IWVP: What to expect in West Virginia’s upcoming legislative session

Inside West Virginia Politics

CHARLESTON, WV (WOWK) – On Inside West Virginia Politics, we take a look ahead at the upcoming legislative session and what we can expect to see in politics and COVID-19 protocol. Two major topics legislators are talking about this year are potentially eliminating the state’s income tax and making broadband and internet connectivity more accessible throughout the state.

IWVP: Plans for taxes in the upcoming legislative session

In Segment 1, President of the West Virginia State Senate and Lieutenant Governor Craig Blair (R-Berkeley) stops by ahead of the state’s legislative session.

Blair talks about the possibility of phasing out the state’s income tax as part of the upcoming session. He says if the tax is eliminated, there is no defined timeline and it could still take several years to fully remove the tax. He says eliminating the tax would help bring people to the Mountain State rather than seeing them move to states that already have no income tax.

The senate president also praises Governor Jim Justice’s decision to appoint his predecessor Mitch Carmichael to an economic development position in the governor’s office. He says he believes the decision was the best choice due to Carmichael’s background in broadband.

IWVP: Finding ‘real solutions for real problems’

In Segment 2, continuing to gear up for the legislative session, we hear from Senate Minority Leader Stephen Baldwin (D-Greenbrier County) on what the party is hoping to see come out of the session. He says they are looking for “real solutions for real problems.”

One of those problems, Baldwin says, is healthcare as families and small businesses are “maxed out” amid the pandemic. He also says he hopes to continue fighting another issue West Virginia has been facing long before the COVID-19 pandemic – substance abuse. With crisis calls and overdoses both up, he says it’s important to continue the fight against the opioid crisis.

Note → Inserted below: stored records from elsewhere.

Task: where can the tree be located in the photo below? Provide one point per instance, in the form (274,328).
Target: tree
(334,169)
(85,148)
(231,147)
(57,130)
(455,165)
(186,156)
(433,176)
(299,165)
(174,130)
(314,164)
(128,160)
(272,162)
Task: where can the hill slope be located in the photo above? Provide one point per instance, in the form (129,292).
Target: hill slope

Baldwin says he hopes to find a way to be transparent and hear from the people on the issues affecting them, especially as there will not be as much access to the Capitol amid COVID-19 precautions.

IWVP: Looking at new protocols and issues to address in the legislative session

In Segment 3, we continue our look ahead at the legislative session with House Speaker Roger Hanshaw (R-Clay). Hanshaw says one of the big changes coming to the West Virginia Capitol is the protocol to keep everyone safe during the pandemic.

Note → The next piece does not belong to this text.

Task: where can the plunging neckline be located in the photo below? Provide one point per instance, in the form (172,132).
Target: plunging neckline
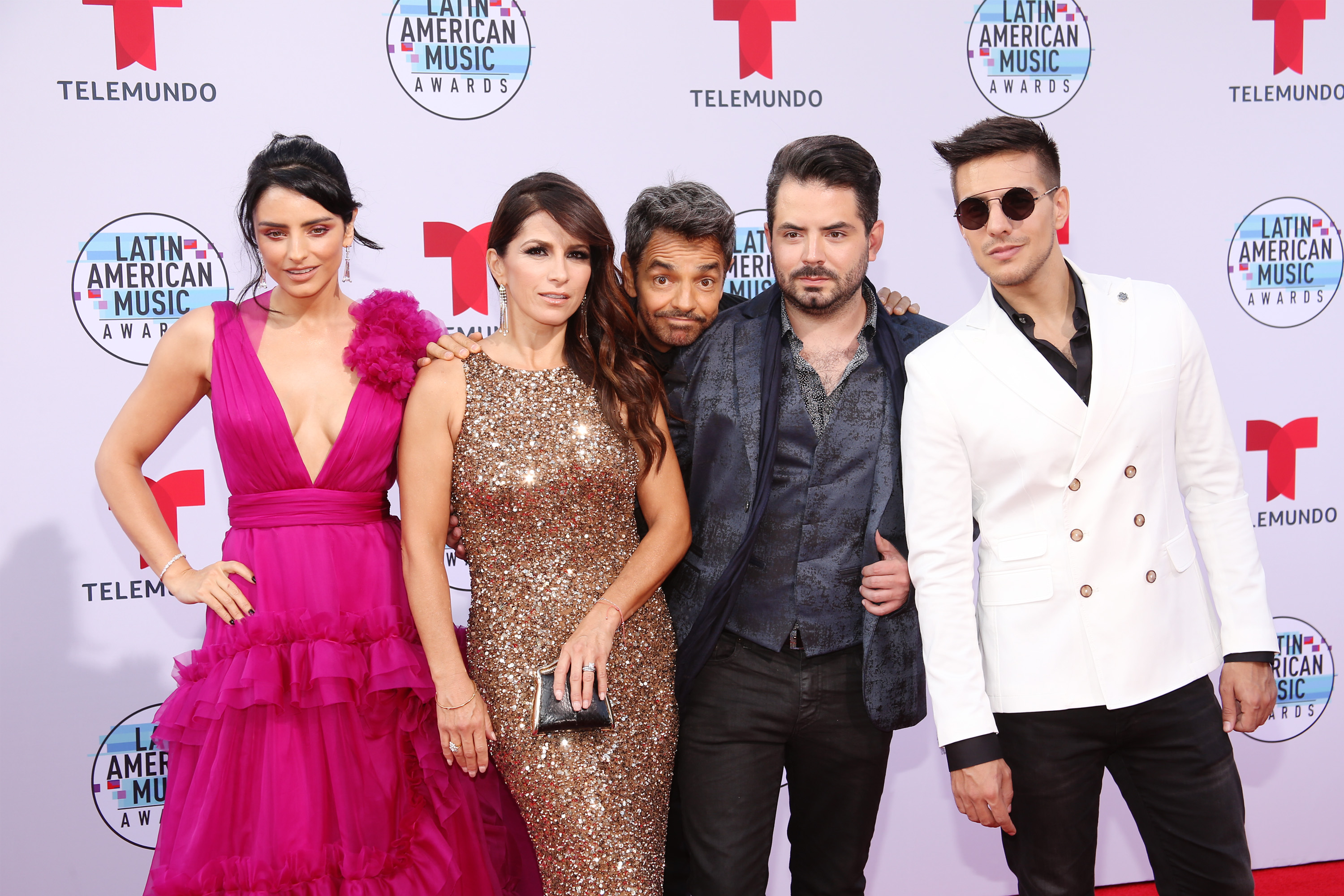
(280,406)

The galleries will be closed to the public as those areas are being reserved for remote seating for members and staff who choose not to wear a mask. Masks will be required to be on the floor of both the House and Senate.

Hanshaw also weighs in on the state income tax, saying the House, Senate and the governor’s staff have been meeting for the past month to see if there is a path forward in eliminating the tax. Both Republicans and Democrats agree broadband in West Virginia needs fixing. Telework, telehealth and virtual learning have brought the issue with the Mountain State’s internet connectivity into the spotlight throughout the pandemic.

IWVP: Hearing the minority party in a supermajority House of Delegates

In Segment 4, Minority Whip Delegate Sean Fluharty (D-Ohio County) talks about making the 23 Democrats’ voices heard in the 100-member House of Delegates among the Republican supermajority.

Fluharty says it will be important for the Democrats to work with the majority party to move forward legislation that benefits working West Virginians, and to speak up if a piece of legislation could have negative impacts on the majority of people in the state.

The minority whip also says he plans to continue his work with Republican Moore Capito in a bipartisan effort to get more high tech industries to West Virginia. The two have already formed a high tech caucus for the issue. Fluharty says the move will help diversify the state’s economy and bring more business to the Mountain State.